EmptyShares of media firm E.W. Scripps Co. were under pressure Wednesday after the company reported a lower first-quarter profit and projected weaker-than-expected second-quarter financials despite continued strength at its cable TV networks unit.
The stock, Wednesday's worst performer on The Hollywood Reporter's Showbiz 50 stock index, closed down 3.7% at $43.50.
Scripps cited weaker newspaper advertising, a loss at its Web businesses and a lack of Olympic broadcasts and political advertising at its TV stations as key drivers of the first-quarter weakness.
Scripps posted a profit of $68.5 million, down from the $75.1 million recorded a year ago. Profit from continuing operations fell from $81.5 million to $64.7 million. Revenue grew 2% to $601.4 million.
Revenue at the Scripps Networks unit, which houses HGTV and the Food Network among others, rose 13% year-over-year to $269 million, with unit profit up 20% to $128 million.

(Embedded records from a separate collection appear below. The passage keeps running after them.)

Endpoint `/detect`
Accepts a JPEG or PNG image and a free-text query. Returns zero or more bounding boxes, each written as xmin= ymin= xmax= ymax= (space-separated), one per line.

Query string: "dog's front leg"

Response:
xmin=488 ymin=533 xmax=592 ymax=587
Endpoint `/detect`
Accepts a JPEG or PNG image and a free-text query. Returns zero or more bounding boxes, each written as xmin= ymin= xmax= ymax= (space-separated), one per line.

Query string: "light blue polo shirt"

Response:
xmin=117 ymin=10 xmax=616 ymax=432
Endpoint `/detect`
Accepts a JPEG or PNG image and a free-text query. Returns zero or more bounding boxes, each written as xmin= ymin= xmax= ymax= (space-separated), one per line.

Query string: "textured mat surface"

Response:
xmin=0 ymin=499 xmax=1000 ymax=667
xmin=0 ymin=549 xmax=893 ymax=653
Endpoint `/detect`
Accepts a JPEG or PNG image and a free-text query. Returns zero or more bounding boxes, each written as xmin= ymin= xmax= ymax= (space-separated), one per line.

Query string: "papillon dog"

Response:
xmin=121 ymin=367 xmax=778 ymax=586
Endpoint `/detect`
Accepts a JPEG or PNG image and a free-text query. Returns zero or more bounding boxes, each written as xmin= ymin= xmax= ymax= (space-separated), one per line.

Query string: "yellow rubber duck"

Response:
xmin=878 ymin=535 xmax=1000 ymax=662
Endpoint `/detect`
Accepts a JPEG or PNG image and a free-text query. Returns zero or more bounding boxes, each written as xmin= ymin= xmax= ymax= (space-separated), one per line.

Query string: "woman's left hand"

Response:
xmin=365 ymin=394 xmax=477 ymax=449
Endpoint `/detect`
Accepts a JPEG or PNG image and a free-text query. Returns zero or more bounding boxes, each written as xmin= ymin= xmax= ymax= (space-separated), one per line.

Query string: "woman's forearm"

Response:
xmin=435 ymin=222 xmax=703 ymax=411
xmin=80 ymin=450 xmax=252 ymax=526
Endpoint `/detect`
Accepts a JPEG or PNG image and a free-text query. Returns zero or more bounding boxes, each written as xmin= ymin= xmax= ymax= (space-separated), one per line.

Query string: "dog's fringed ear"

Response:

Scripps said its TV station group revenue declined 8.7%, and newspaper revenue fell 7.8%.
"At our newspapers, we're contending with the most challenging environment the industry has experienced in recent memory," Scripps president and CEO Kenneth Lowe said. His team's strategy in this market focuses on increasing the firm's share of local and online ad dollars and cutting expenses, he said.
Scripps also forecast second-quarter earnings from continuing operations of 58 cents-62 cents per share, down from 64 cents a year ago. It expects TV station revenue to rise in the low single digit percentage range, with newspaper revenue set to fall 4%-6%.
The company projected a second-quarter revenue gain of 8%-10% at Scripps Networks, but reiterated a full-year 2007 growth prediction of 10%-13%. It also sees double-digit profit gains at the unit for the year.
Management also predicted a stronger upfront market after first-quarter ad scatter was in the mid-20% range above last year's upfront levels.